President Obama and his family celebrated Martin Luther King’s birthday by painting fruit characters on a schoolhouse wall as part of anti-obesity campaign.
Evoking King’s legacy, the president didn’t mention Memphis.
That was the slain civil rights leader’s last campaign. He went to support a hotly contested unionization effort on the behalf of the city African-American sanitation workers.
Listening to President Obama’s remarks on King’s birthday, you might think that the slain civil rights leader was mainly about encouraging volunteerism.
No doubt child nutrition is an important issue. But reducing King’s legacy to some bland notion of community service seriously understates what King, and the others who struggled alongside him, were about.
King upset people. He challenged power. He divided the country. During his lifetime, politicians demonized him. Law enforcement wiretapped and harassed him.
King, meanwhile, moved from a struggle for civil rights for minorities to a broader struggle for economic rights.
In Memphis, conflict had been building since February 1968, when two black sanitation workers were crushed to death when the compactor mechanism of their trash truck was accidentally triggered during a heavy rain.

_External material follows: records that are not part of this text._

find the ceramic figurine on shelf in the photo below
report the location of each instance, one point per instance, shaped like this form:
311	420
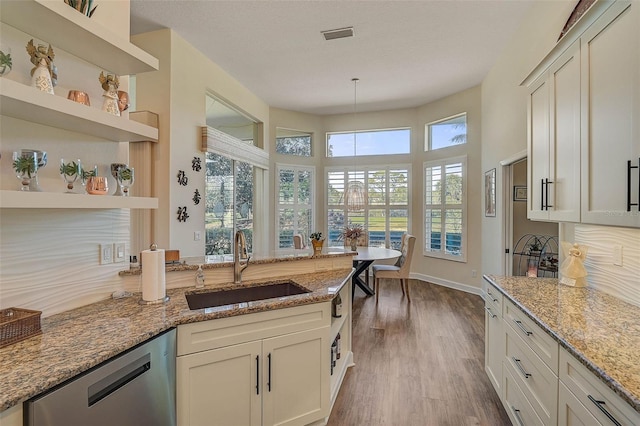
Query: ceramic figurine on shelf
110	85
572	270
44	73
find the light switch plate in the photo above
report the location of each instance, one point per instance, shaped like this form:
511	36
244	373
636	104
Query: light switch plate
119	252
105	253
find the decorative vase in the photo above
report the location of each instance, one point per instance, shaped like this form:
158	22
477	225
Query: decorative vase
41	78
317	246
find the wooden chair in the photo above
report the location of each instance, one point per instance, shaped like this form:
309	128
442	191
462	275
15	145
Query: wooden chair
298	241
401	268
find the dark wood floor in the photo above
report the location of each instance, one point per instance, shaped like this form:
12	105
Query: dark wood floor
418	364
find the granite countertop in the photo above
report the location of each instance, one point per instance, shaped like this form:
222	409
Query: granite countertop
74	341
601	331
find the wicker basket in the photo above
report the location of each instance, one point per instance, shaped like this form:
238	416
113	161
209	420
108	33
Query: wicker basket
17	324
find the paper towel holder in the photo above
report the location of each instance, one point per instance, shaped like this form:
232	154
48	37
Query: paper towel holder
165	299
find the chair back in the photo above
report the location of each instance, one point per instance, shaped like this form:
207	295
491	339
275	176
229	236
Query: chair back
298	241
404	261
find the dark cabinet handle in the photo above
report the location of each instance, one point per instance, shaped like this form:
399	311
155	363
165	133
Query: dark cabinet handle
546	192
600	404
257	374
629	203
269	372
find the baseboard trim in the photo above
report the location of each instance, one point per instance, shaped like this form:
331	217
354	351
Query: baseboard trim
446	283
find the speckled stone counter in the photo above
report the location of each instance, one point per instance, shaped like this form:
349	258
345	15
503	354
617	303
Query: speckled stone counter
601	331
76	340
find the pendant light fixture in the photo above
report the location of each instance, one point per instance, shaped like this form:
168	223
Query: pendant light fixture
355	197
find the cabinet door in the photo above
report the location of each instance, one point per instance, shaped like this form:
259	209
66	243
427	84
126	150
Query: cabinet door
563	189
538	148
571	411
219	387
610	111
296	378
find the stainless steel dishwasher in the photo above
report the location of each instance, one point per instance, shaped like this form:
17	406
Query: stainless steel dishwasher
136	388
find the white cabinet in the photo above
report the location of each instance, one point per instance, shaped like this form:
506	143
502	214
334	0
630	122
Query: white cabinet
610	51
268	368
554	141
493	336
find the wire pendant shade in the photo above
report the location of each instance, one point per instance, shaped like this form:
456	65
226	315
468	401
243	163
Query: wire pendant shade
355	197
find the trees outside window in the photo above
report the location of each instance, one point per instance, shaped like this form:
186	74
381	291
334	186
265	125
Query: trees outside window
445	208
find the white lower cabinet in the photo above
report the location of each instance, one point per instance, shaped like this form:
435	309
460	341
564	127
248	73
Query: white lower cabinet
280	377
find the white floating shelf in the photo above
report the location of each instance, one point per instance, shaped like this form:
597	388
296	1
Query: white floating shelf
60	25
52	200
27	103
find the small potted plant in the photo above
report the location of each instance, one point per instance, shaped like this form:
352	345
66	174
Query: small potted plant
317	240
351	233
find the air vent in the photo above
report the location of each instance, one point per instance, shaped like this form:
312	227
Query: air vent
339	33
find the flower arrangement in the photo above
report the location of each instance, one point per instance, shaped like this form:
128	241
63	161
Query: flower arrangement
316	236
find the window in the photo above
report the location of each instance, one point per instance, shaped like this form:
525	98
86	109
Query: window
294	206
369	142
386	215
293	142
445	133
229	203
445	208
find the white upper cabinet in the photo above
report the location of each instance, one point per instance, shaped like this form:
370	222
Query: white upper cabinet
554	141
611	117
584	122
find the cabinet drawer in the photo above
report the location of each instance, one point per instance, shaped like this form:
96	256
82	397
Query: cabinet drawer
217	333
493	299
535	337
536	381
516	404
588	389
571	411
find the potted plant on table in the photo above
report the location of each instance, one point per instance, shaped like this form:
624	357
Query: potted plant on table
317	240
351	233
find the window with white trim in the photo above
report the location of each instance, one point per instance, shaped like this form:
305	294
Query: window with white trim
445	208
385	217
294	205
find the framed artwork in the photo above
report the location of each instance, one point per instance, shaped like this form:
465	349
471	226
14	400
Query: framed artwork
490	193
519	193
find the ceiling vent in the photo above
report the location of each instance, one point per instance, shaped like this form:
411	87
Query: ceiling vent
339	33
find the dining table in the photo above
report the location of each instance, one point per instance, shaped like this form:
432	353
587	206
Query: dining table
365	257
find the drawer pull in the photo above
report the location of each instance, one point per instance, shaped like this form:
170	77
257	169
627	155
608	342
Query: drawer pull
490	313
521	327
516	413
520	367
600	404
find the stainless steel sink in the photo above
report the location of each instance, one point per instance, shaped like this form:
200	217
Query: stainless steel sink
215	298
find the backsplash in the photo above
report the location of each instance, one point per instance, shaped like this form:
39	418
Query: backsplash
49	258
620	281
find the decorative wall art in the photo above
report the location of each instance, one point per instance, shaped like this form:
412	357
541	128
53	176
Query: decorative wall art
196	164
182	178
519	193
182	214
490	193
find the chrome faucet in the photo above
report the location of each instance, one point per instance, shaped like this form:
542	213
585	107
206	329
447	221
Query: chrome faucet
239	254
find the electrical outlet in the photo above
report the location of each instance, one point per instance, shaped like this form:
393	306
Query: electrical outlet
106	253
119	252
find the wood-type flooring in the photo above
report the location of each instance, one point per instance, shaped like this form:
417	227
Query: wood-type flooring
418	364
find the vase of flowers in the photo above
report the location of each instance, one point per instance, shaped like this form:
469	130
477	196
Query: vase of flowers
351	233
317	240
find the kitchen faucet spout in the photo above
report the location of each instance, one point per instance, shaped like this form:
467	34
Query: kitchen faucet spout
239	255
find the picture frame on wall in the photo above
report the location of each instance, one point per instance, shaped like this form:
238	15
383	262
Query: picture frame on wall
519	193
490	193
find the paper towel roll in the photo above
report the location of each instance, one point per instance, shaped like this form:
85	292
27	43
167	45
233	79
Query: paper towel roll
153	278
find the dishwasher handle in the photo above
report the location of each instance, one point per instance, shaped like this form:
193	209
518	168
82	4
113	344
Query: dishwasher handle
108	385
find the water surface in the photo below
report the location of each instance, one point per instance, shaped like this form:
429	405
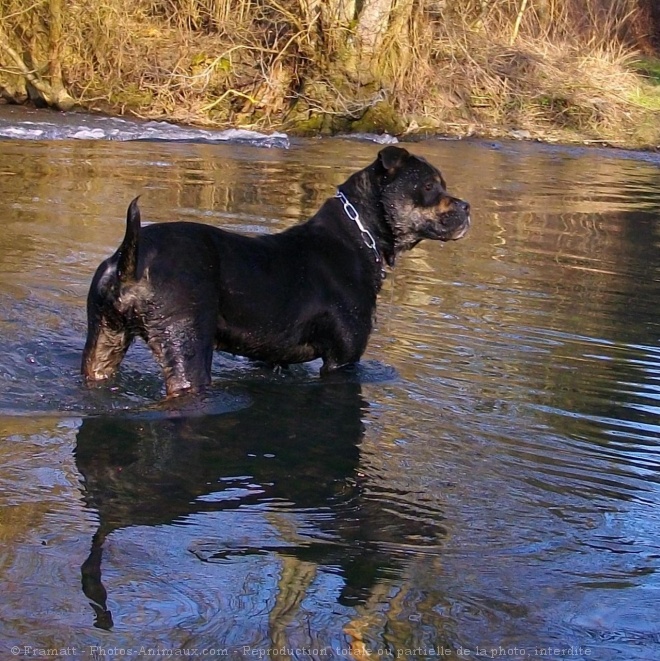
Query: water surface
485	486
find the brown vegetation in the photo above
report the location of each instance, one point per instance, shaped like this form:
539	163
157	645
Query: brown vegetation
549	68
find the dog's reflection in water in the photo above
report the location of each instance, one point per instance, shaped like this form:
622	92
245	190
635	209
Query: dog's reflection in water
298	443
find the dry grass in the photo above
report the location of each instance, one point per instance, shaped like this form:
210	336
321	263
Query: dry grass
550	67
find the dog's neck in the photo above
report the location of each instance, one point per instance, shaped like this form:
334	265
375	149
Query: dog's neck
364	185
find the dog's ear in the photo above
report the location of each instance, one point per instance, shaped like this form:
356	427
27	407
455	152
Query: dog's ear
392	158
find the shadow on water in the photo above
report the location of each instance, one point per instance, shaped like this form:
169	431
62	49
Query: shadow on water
296	448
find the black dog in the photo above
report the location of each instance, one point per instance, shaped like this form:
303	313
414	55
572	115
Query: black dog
307	292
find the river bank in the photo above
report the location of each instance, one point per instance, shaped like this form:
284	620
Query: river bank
568	71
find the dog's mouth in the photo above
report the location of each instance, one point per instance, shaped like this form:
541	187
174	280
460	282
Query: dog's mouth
461	231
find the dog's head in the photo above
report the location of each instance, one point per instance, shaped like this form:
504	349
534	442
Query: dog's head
415	200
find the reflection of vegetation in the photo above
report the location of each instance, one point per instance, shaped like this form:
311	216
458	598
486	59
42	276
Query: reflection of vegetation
341	65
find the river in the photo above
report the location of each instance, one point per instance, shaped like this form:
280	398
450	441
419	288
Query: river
487	485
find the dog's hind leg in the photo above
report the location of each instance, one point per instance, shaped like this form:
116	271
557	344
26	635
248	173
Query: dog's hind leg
104	350
184	351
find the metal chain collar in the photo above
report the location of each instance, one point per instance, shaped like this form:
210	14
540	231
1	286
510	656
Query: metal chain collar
353	214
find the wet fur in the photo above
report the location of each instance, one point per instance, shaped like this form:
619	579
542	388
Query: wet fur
308	292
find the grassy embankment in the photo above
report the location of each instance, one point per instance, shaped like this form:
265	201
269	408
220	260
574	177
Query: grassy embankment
568	70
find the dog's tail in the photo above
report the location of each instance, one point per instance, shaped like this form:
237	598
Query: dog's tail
127	254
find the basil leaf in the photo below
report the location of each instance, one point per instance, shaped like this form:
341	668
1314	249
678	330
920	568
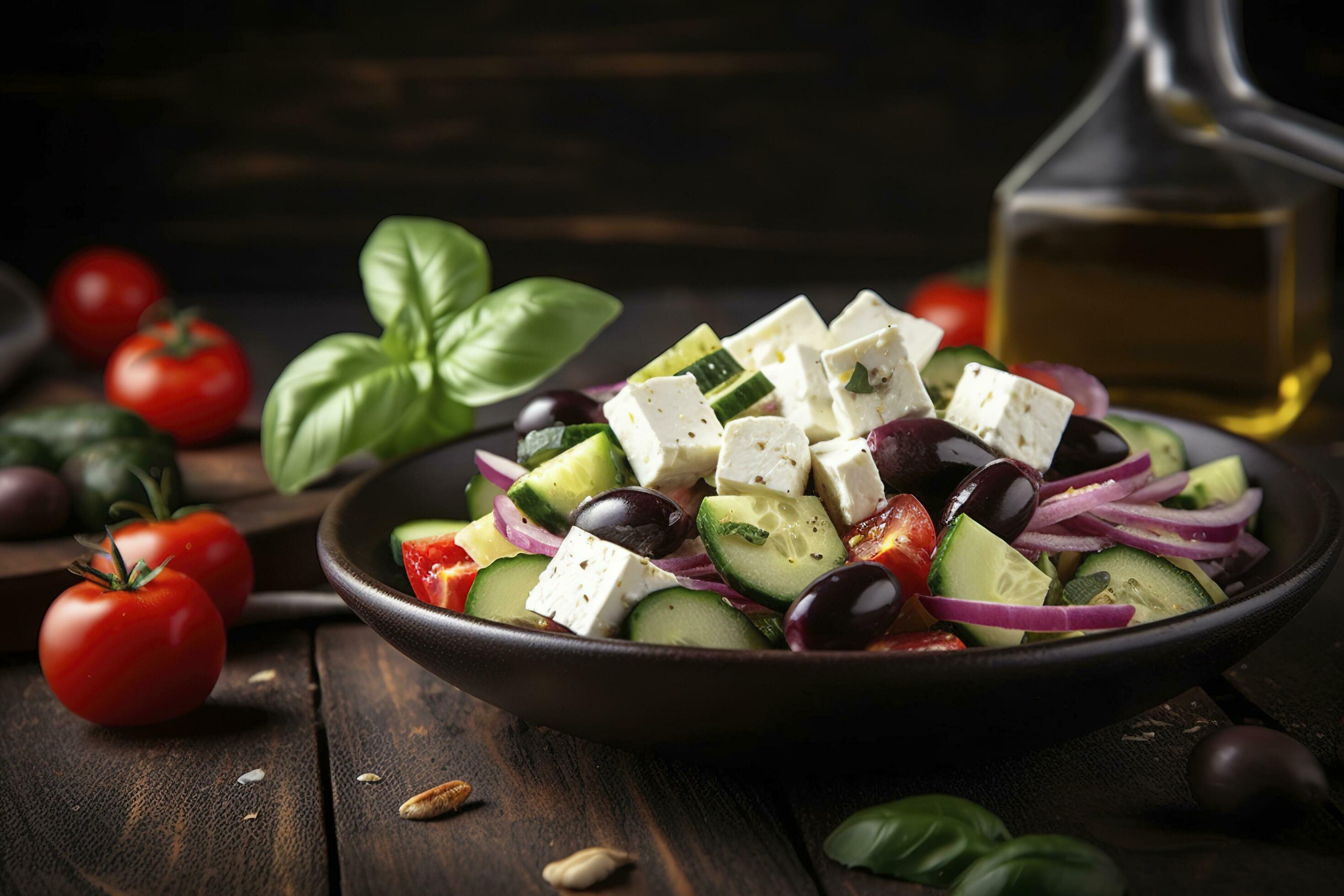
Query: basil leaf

On the same day in a separate incident also related to the bad weather, 22 black sewer workers had been sent home without pay while their white supervisors were retained for the day with pay. A couple of weeks later most of he city’s black sanitation workers began a strike for job safety, better wages and benefits, and union recognition.
The mayor, Heny Loeb, staunchly opposed the workers' demands, especially union recognition, and he resisted all efforts to resolve the strike.
King had led a march in support of the strikers in late March but he was deeply distressed when it turned violent and one man was killed. Nonetheless he returned to the city a week later to participate in another march. Several days before the march was scheduled, as King stepped out of his motel for dinner, he was assassinated.
Only after King’s death did the sanitation workers win their struggle for better working conditions and union recognition.
Is it any wonder that President, who every day binds himself more tightly to the interests of Wall Street and the Chamber of Commerce, wouldn’t want to invoke this more challenging aspect of King’s legacy?
Obama’s election can be seen as the historic culmination as just one of King’s ambitious goals. But on the road that took King to Memphis, we still have a long way to go.